Televizyonların ekranlarında olanlara, radyo mikrofonlarına, gazete, dergi sayfalarına bakınız, ümmet fesada gitmiş hatta birçok insan inanmıyor. Gençlerimizde ahiret inancı noktasından zaaf olduğu gibi, kendisini mevcut sisteme adapte etmiş pek çok yaşlı insanımızda da iman zaafı vardır. İslam’ın esaslarını bilme ve onlara uyma noktasında da çok büyük sıkıntılar vardır. Ülkemiz insanında bozulma çok ileri safhadadır. Sadece Türkiye değil, bütün dünya müslümanları bozulmuş durumdadır. İslam ümmetinin zillet içerisinde olmasının asıl nedeni de budur.

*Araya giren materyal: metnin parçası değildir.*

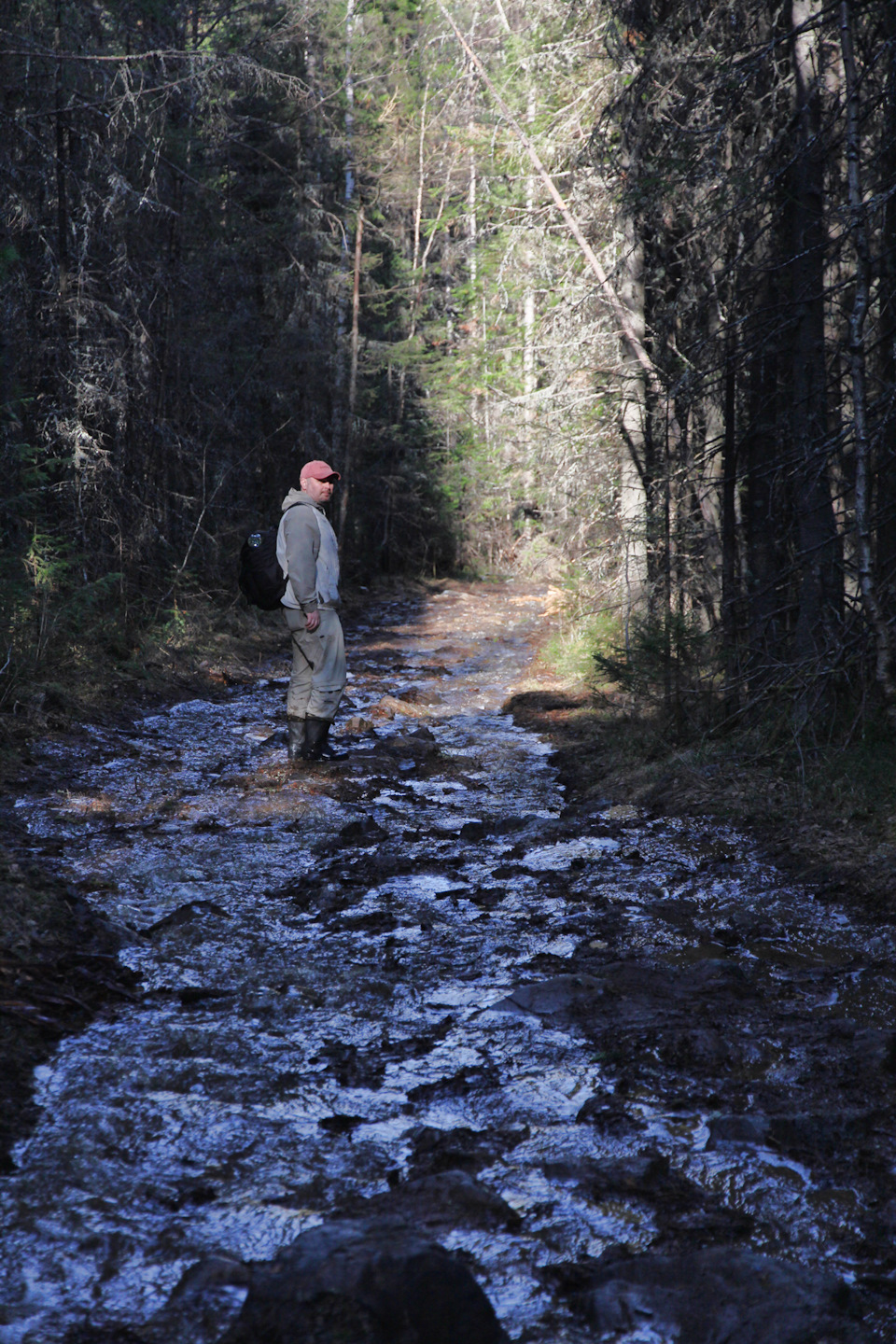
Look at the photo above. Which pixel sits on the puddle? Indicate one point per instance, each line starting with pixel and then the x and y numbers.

Küçük küçük topluluklar, sığınak gibi belirli adalara toplanmışlar, kendilerini korumakla meşgul. Bırakınız kötülüklerle mücadele etmeyi, kendilerini kötülüklerden koruma mücadelesi veriyorlar. Bu da güzel bir şey, ama yeterli değil. İşte böyle bir zamanda yaşıyoruz. Ümmetin fesada gittiği bir zamanda, hatta müslümanların imanlarından olduğu bir zamanda yaşıyoruz. Adam namaz kılıyor ama İslam ile alakası kalmamış, hâlâ ben şuyum diyor. İslam’ın birçok esaslarını inkâr edenler, namaz da kılıyor, oruç da tutuyor. Yaşadığı hayatın da İslamî olduğunu zannediyor. Bilinsin ki bu yaşanılan hayat İslamî bir hayat değil.

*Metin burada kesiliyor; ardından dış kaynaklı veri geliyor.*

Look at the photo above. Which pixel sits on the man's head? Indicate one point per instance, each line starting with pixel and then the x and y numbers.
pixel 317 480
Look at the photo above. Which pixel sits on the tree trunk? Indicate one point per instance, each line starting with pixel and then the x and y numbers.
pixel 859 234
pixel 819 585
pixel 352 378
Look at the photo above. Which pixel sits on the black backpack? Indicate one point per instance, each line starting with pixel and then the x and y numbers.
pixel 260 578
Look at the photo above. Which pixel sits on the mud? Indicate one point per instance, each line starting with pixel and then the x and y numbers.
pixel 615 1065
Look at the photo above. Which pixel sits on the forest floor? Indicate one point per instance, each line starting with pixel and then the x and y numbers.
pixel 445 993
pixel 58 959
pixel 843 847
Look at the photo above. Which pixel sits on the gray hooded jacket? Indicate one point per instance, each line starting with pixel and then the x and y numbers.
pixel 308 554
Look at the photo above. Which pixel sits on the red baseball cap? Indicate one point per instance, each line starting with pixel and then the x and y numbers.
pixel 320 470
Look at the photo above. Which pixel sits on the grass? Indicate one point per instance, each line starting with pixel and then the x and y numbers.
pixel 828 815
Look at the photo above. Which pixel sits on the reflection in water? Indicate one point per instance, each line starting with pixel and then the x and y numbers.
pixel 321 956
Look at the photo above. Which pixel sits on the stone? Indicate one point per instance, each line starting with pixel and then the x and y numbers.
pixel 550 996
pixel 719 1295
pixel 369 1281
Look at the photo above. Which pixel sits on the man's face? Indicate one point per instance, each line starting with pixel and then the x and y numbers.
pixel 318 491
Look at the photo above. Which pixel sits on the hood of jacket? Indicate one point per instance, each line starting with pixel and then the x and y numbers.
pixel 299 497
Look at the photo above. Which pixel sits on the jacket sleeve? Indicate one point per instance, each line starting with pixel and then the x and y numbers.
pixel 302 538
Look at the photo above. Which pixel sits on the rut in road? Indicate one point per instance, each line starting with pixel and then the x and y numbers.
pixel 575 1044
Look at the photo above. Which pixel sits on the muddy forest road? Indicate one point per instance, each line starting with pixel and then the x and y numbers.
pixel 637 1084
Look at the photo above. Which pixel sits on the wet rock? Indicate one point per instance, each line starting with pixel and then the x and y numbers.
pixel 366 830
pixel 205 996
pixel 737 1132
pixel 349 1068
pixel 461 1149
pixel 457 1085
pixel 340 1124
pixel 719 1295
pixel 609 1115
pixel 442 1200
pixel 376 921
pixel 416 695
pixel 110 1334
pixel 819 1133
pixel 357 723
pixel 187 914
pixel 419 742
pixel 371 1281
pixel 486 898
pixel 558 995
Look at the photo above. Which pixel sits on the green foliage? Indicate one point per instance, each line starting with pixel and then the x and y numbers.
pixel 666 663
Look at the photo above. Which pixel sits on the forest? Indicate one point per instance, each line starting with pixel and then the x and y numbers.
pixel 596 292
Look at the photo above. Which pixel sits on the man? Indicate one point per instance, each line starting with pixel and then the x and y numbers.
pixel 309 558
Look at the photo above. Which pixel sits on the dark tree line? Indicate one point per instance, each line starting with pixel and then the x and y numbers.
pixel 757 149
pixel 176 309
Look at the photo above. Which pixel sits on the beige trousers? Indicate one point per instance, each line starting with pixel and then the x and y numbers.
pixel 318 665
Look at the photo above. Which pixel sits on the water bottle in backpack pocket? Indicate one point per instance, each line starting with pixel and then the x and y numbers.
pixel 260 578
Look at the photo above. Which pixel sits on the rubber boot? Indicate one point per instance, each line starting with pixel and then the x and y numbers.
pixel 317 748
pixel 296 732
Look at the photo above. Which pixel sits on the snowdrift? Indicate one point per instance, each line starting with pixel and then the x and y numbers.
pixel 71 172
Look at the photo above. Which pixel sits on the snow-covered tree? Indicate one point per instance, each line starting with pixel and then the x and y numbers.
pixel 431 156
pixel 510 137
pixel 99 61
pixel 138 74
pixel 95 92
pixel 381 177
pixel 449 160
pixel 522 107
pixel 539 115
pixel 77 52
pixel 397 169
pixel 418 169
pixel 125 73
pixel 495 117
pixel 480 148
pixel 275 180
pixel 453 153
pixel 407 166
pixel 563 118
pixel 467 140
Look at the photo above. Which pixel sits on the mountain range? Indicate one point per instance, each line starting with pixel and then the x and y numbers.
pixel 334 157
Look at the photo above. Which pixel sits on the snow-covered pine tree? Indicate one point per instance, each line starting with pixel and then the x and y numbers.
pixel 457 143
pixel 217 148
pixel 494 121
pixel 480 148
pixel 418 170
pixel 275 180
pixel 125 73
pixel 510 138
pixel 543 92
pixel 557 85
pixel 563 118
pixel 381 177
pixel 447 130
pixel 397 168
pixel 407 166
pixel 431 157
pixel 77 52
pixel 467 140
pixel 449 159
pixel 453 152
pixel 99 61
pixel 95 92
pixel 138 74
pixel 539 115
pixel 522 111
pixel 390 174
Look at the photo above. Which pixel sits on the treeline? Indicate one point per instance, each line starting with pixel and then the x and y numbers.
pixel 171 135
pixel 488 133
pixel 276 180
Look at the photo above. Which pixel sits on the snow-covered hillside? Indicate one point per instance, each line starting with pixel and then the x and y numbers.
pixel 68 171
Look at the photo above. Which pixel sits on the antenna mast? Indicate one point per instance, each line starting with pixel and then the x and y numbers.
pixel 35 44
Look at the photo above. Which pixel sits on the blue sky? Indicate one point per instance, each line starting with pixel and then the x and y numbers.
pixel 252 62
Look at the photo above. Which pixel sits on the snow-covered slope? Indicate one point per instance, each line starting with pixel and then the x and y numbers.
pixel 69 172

Aziz müslümanlar! İslam’ı yaşayanlarımız bile İslam’dan ancak bazı bölümleri yaşıyor. İslam’ı bütünüyle yaşamıyoruz. İslam’ın bütününü yaşamadığımız için de toplum fesada gitmiş. İyi mücadele etmemiz, kendimizi iyi tahkim etmemiz, İslam’ı iyi öğrenmemiz lazım. İmanımızı çok kuvvetlendirmemiz, birbirimize bu hususta yardımcı ve destek olmamız ve sonra da Allah yolunda diğer insanlara İslam’ın güzelliklerini, hakikatlerini anlatmamız gerekmektedir.

Böyle İslam’ın garip hale geldiği, insanların sünnetten uzaklaştığı bir zamanda sünnet-i seniyye üzerinde yaşayanlara, Allah Rasulünün sünnetine tâbi olanlara, Kur’an’a tâbi olanlara Rasulullah bir müjde veriyor:

“Ümmetimin fesada düştüğü bir zamanda benim sünnetime sarılana yüz şehid sevabı verilecektir.”

Bir şehidin ne büyük bir sevaba nail olduğunu hepimiz biliriz. Peygamberlerden sonra derecesi en yüksek olanlar şehitlerdir. Ümmetin fesada düştüğü bir zamandayız. Kur’an’a sarılalım, O’nun tefsiri mahiyetinde olan sünnet-i seniyyeye sarılalım. Televizyon ekranlarında, radyolarda, sünnete, Rasulullah’ın o eşsiz pak hayatına karşı mücadele edenlere, sakın ola ki aldanmayalım. Onların yanlış telkinlerini saf dışı etmek için başka insanlara da anlatalım.

Allah cümlemize, din-i mübini İslam üzere yaşamayı, iman üzere ölmeyi ve iman üzere dirilmeyi nasip eylesin. Âmin.